Stumble! Moving with the Media Network of Rufus Butler Seder’s “Gallop!”

Gallop! Materiality Analysis

Gallop! is a technology of bookish play. A filmmaker, inventor, and toymaker, Seder was commissioned by Workman Publishing to adapt his “Moveable Animated Display Device” technology (“U.S. Patent #7,151,541” 2006) for use in children’s books (Seder, “Optical Experiments” 2003). Through tightly binding layers of cardstock and acetate, the resulting “Scanimation” technology produces barrier-grid animation effects as its user turns its page. The upper cover of Gallop! instructs the user to “Open this book to see the animals move!” When the verso is flipped, movement between bound leaf layers produces an animated effect in each accompanying recto’s acetate display. In each of eight interlaced acetate panels, illustrations of a different animal appear to move via this barrier-grid animation technique. Large text in primary-color lowercase font asks the reader if they can move “like” each animal (“can you gallop like a horse?”). One acetate panel simulating Eadward Muybridge’s The Horse in Motion (1878) forms the frontispiece; a die-cut on upper cover reveals this frontispiece panel when Gallop! is closed.

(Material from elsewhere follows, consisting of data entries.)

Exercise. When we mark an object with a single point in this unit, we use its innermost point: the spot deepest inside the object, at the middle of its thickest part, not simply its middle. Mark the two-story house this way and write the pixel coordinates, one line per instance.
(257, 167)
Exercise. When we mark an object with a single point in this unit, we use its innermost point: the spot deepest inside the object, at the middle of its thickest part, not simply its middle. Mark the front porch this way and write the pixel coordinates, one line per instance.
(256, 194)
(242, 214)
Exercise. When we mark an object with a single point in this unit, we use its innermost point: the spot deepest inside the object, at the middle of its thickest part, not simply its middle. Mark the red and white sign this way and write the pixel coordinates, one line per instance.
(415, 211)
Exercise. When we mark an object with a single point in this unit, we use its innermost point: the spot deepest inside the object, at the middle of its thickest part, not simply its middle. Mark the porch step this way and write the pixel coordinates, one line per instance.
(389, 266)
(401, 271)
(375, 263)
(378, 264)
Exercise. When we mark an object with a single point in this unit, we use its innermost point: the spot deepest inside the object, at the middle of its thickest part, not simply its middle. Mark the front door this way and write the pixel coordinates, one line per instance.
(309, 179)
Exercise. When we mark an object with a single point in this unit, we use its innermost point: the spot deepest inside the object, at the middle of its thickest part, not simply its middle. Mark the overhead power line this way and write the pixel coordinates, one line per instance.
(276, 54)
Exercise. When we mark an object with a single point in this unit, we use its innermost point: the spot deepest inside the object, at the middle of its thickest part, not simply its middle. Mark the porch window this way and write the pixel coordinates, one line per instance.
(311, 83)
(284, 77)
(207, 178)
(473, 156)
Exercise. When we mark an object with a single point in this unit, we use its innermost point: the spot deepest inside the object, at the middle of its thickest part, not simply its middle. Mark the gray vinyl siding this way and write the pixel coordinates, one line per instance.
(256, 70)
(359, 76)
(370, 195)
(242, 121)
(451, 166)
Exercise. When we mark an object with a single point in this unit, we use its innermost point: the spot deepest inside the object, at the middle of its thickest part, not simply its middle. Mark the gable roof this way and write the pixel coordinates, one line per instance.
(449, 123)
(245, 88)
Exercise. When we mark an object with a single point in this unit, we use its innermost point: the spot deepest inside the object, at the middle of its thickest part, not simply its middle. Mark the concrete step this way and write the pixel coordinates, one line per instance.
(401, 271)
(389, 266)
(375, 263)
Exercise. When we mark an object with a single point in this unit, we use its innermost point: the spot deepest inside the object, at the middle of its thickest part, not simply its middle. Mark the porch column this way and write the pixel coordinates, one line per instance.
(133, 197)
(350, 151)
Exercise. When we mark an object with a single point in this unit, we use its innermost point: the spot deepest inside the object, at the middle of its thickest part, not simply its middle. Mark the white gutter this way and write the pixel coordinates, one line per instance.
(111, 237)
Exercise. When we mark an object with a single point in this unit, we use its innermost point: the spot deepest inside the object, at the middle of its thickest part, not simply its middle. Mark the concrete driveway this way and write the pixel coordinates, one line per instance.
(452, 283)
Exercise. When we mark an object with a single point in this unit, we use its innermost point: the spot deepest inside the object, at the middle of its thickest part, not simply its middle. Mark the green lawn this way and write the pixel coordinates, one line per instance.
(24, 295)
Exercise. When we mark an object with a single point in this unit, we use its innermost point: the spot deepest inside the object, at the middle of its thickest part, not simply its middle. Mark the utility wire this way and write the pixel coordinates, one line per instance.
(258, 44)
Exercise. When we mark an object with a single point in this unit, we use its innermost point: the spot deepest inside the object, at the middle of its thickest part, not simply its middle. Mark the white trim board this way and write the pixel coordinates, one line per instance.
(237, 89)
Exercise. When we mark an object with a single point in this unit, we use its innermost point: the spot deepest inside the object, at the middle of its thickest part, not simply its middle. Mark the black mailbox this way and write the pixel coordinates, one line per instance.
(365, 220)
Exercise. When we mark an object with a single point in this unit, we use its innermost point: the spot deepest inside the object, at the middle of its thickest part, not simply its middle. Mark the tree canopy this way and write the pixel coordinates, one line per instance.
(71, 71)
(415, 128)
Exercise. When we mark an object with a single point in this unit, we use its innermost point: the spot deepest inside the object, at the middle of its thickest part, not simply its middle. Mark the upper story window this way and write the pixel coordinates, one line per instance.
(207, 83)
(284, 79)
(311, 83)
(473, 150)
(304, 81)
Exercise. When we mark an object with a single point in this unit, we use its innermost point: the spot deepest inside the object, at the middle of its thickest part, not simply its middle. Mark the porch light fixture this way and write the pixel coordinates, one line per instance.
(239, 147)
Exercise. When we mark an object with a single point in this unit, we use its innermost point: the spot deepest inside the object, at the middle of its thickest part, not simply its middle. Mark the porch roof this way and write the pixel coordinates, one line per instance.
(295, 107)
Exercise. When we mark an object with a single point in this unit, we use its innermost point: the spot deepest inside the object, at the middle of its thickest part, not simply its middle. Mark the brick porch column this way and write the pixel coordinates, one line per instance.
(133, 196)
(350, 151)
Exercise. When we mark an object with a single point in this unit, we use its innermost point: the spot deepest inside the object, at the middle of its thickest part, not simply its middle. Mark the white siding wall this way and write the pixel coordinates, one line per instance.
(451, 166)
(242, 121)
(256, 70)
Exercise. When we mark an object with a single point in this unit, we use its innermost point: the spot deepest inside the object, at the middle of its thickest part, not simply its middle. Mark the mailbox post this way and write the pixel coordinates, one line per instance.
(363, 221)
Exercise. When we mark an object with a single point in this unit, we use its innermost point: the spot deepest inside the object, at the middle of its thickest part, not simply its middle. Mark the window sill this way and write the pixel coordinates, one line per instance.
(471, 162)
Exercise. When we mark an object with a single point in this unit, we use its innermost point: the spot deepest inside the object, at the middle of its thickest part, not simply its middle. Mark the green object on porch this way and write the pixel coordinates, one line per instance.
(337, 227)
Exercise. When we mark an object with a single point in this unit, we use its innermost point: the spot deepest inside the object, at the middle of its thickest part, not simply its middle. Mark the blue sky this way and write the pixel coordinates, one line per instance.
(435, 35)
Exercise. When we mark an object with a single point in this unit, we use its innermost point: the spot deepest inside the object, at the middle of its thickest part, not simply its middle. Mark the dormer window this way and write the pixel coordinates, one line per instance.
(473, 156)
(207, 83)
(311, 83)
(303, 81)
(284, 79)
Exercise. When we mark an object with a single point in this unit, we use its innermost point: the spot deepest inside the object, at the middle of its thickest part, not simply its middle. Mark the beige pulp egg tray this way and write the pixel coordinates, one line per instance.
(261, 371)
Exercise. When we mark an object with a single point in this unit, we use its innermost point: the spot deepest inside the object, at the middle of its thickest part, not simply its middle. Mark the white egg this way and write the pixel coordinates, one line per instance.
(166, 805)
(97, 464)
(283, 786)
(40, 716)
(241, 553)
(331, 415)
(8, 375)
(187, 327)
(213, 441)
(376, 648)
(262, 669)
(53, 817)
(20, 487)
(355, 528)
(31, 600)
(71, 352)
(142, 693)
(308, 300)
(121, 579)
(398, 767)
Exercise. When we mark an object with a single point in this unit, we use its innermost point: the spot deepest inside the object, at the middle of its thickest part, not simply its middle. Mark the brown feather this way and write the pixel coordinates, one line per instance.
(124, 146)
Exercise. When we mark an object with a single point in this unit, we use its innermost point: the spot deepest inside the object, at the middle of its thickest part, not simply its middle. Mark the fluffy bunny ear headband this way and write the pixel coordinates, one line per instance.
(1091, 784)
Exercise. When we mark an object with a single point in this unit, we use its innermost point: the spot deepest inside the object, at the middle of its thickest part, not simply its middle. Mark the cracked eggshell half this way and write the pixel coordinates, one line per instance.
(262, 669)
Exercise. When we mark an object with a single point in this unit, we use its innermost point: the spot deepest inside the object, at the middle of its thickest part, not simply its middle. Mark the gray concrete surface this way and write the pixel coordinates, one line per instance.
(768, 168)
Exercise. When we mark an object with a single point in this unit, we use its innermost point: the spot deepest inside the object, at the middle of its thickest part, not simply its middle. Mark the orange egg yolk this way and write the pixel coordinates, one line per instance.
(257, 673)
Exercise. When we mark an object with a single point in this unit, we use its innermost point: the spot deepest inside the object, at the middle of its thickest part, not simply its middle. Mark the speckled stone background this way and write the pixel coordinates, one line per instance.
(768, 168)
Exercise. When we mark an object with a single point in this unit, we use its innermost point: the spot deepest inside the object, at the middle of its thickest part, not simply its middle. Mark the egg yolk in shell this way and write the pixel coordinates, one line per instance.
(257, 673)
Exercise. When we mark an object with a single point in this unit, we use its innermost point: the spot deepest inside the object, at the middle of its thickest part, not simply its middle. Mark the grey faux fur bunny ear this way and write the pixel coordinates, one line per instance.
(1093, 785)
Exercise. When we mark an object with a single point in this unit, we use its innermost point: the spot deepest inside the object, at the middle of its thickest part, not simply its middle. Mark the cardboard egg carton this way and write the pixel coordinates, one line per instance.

Gallop! hypermediates reader activation through bodily movement. To follow Seder’s patent petition, it is the “relative movement” of book features and reader bodies which together produce Scanimation’s effect (13). Following the book’s lower cover instructions “to flip and flip and flip [each page] again, the reader activates the book even as the book activates the reader. The volume’s illustrations of animal locomotion are animated through the reader’s own bodily movements, with the motion of the reader producing animation by creating interactions between the book’s bound features. For Gallop!, this means that the reader “flip[s]” the book’s pages to produce movement between Scanimation layers. Gallop! is not only watched, but produced; there is no simulation of movement without reader movement. Gallop! thus hypermediates the function of the reader in producing meaning from books.

Amaranth Borsuk identifies the book, and particularly “the accordion book”, as “a recombinant structure [that allows] readers to create new juxtapositions within it” (168). The binding of Gallop!, in disguising multilayer assemblages as individual accordion folds, visually normalizes the exterior design of Gallop! as a board book. Gallop! does not offer readers the easy “ability to completely open this [accordion binding] structure” (Borsuk 168), a blockage necessary not only to maintain the “pressure” of Scanimation layers but to protect Seder’s patented construction process. Rather than unfolding the complex leaves, the reader flips these as one to produce animation within the limits of the page and panel. The “recombinant structure” of Gallop! occurs across book and reader bodies, with its binding mechanism producing juxtapositions between the animated Gallop! and the other media technologies that it references.

Visual emulation of accordion binding in Gallop!.

Describing Muybridge’s film technique in the context of interface history, Anne Friedberg writes: “The analytic insight that is made visible in the ’snapshot’ or the frozen moment is lost when the frozen moment is returned to motion. As projection commences, the visibility of moving-image projection depends on a form of invisibility” (92). Since Scanimation occurs at the speed of its reader’s movement, this “invisibility” is reversed; the reader can examine in detail the frame-by-frame processes of screen animation. The book medium here functions to illuminate the underlying processes of later media forms. Without the need for “projection”, the animation and the reader move at the same speed and through the same actions (repeatedly flipping the page begets repeatedly galloping across it). The reader, book, and screen media form an intermedia network that is hypermediated as an embodied and rehearsed interaction.

Seder’s book invites media-specific attention to the shared functionalities of film and book technology, but also suggests that the book remains more legible, more mobile, and attuned to the reader’s bodily rhythms than screen media. The “inherent delay and playback” that Friedberg identifies in film media is instead navigable by the book reader’s hands (93). The book is cast as more conducive to close reading and ‘natural’ human pace than are “new” digital or screen media. Gallop! models the book in its intermedia network: it is activated to life through intermedia connections, including with the reader’s body as mechanism. When Gallop! questions if the reader “can” move “like” the pictured animals, the reader is invited to movement through the mechanics of reading. Scanimation’s “relative movements” reflect the interactions between bodily “actors” in broader networks of variously mobile media.